Innerhalb einer einzigen Legislaturperiode, von 2014-2018, wurde das allseits hochgejubelte Land wieder geerdet. Der Lava-Jato-Korruptionsskandal, die schwerste Wirtschaftskrise der brasilianischen Geschichte, die vielerorts eskalierende Sicherheitslage, die Amtsenthebung der vormaligen Staatspräsidentin Dilma Rousseff, das Erstarken populistischer und radikaler Kräfte bei gleichzeitig immer aggressiverer Ablehnung der aktuellen Regierung, der damit einhergehende Absturz des derzeitigen Staatspräsidenten Michel Temer in den Meinungsumfragen und zuletzt die Hinrichtung der Stadträtin Marielle Franco auf offener Straße in Rio de Janeiro erschüttern Brasilien in seinen Grundfesten. Besonders groß war das internationale Medieninteresse allerdings, als am 7. April 2018 ausgerechnet der mit dem Aufstieg Brasiliens assoziierte ehemalige Staatspräsident Luiz Inácio Lula da Silva eine Haftstrafe von 12 Jahren und einem Monat antreten musste.

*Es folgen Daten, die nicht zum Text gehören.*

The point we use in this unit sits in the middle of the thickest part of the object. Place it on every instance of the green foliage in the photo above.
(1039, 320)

2018 werden neben dem Staatspräsidenten auch der Kongress sowie alle Gouverneure und Abgeordneten der Parlamente in den Bundesstaaten gewählt. Ein halbes Jahr vor der Wahl versäumt es die Politik jedoch weitgehend, der Wählerschaft ein konkretes politisches Angebot zu machen bzw. Lösungsvorschläge für diejenigen Probleme vorzulegen, welche die Bevölkerung am meisten umtreiben. Stattdessen sorgen sich die meisten Politiker nach wie vor und allem voran um ihre Absicherung gegenüber drohender Strafverfolgung. Auch die Judikative ist inzwischen auf dem besten Wege, ihre Autorität und Glaubwürdigkeit zu verspielen. Sie war bislang ein Stabilitätsanker und hatte sich vor allem um die konsequente Aufdeckung und Verfolgung des größten Korruptionsnetzwerkes Brasiliens – bekannt unter dem Namen Lava Jato (dt. Autowäsche) - verdient gemacht.
Die Judikative – Brasiliens Hoffnungsträgerin?

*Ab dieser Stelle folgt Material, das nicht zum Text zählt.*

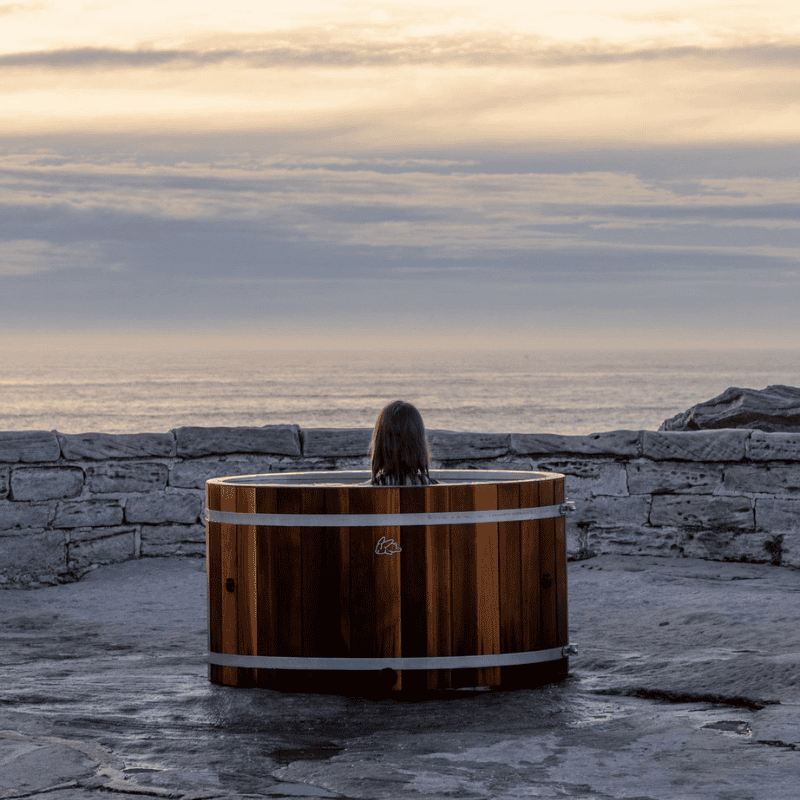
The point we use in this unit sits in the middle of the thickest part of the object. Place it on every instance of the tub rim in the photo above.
(357, 479)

Dafür wird die dritte Gewalt von vielen Brasilianern, die die bisherigen Verhältnisse mehr als satt haben, nach wie vor als Heldin gefeiert. Auch aus dem Ausland erntet sie Anerkennung. Durch das mutige Auftreten der Lava-Jato-Task-Force wurden zahlreiche Politiker wie z.B. der ehemalige Gouverneur des Bundesstaates Rio de Janeiro, Sergio Cabral (MDB), strafrechtlich verfolgt, zu 87 Jahren Gefängnisstrafe verurteilt und sogar verhaftet. In dem oben erwähnten Fall des ehemaligen Staatspräsidenten Lula gab die Justiz allerdings nur ein bedingt gutes Bild ab.

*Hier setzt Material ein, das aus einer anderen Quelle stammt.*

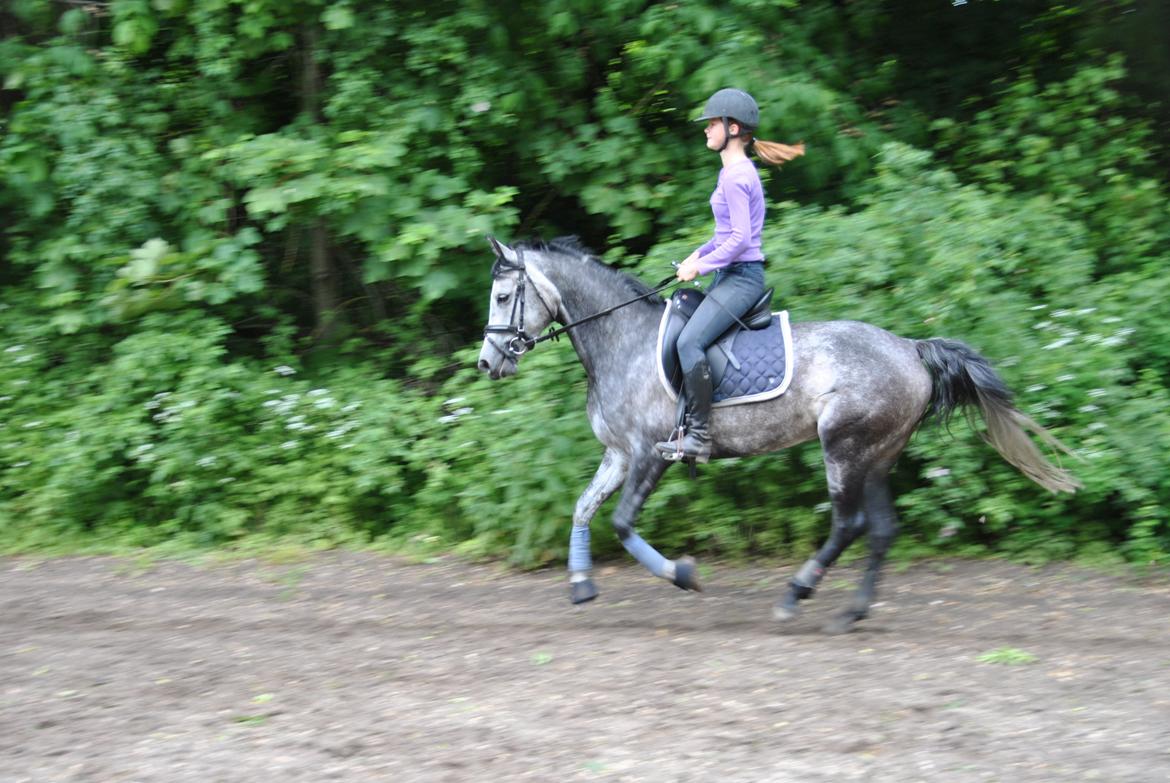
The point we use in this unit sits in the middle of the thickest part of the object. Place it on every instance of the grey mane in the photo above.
(571, 247)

Entsprechend dem seit 2016 rechtlich üblichen Weg ist es Lula aus dem Gefängnis heraus möglich, weitere Rechtsmittel in dritter und vierter Instanz einzulegen. Einen trotz dieser gewöhnlichen Praxis durch die Verteidigung Lulas hervorgebrachten Antrag auf Haftverschonung hatte das Oberste Bundesgericht mit sechs zu fünf Stimmen am 4. April abgelehnt. Die Entscheidung leitet das Ende der Straffreiheit auf höchster Ebene ein und bedeutet eine wichtige Zäsur: Gesetze gelten jetzt offenbar gleichermaßen für einfache Bürger wie für ehemalige Präsidenten. Dies ist eigentlich eine gute Nachricht für den brasilianischen Rechtsstaat.
Bedauerlich ist allerdings, wie die Entscheidung des Obersten Bundesgerichts zustande kam. Der positiven Entscheidung waren mehrere stundenlange Schlammschlachten der höchsten Richter vorausgegangen, welche zur besten Sendezeit live im Fernsehen übertragen wurden. Statt durch rechtliche Argumentation und würdiges Verhalten glänzte die Mehrheit der elf Richter vor allem durch öffentlichkeitswirksame Selbstinszenierung und den respektlosen Umgang untereinander. Die Richter brüllten sich an und beleidigten sich vor laufenden Kameras.
Leider sind solche Auftritte kein Einzelfall, sondern nur die Spitze des Eisberges. Schon seit Jahren lässt sich in Brasilien die Tendenz beobachten, dass Oberste Richter in verschiedenen Fragen immer mehr einen öffentlichen Standpunkt einnehmen und dadurch Meinungsmacher sind; gleichzeitig rückt das Juristische in den Hintergrund. Von richterlicher Zurückhaltung ist wenig zu sehen. Darüber hinaus üben die Richter in aller Öffentlichkeit Kritik aneinander. So attestierte beispielsweise Richter Gilmar Mendes am Tag nach der Entscheidung zur Inhaftierung Lulas der Präsidentin des Bundesgerichts, Carmen Lucia, zur „Verschlechterung“ Brasiliens beizutragen. Artikel 36 III der Lei Orgânica da Magistratura Nacional verbietet es Richtern eigentlich, zu laufenden Verfahren öffentlich Stellung zu nehmen. Indem Oberste Richter als Meinungsmacher agieren und die Stimmung im Land weiter anheizen, wird die Würde der Judikative in Mitleidenschaft gezogen. Amt und Institution werden als persönliche Plattform instrumentalisiert. Durch ein solches Verhalten bringt sich die Judikative selbst in Misskredit. Die Anlässe und Beispiele sind zahlreich. 81% der Brasilianer zweifeln inzwischen an der Handlungsfähigkeit der Justiz.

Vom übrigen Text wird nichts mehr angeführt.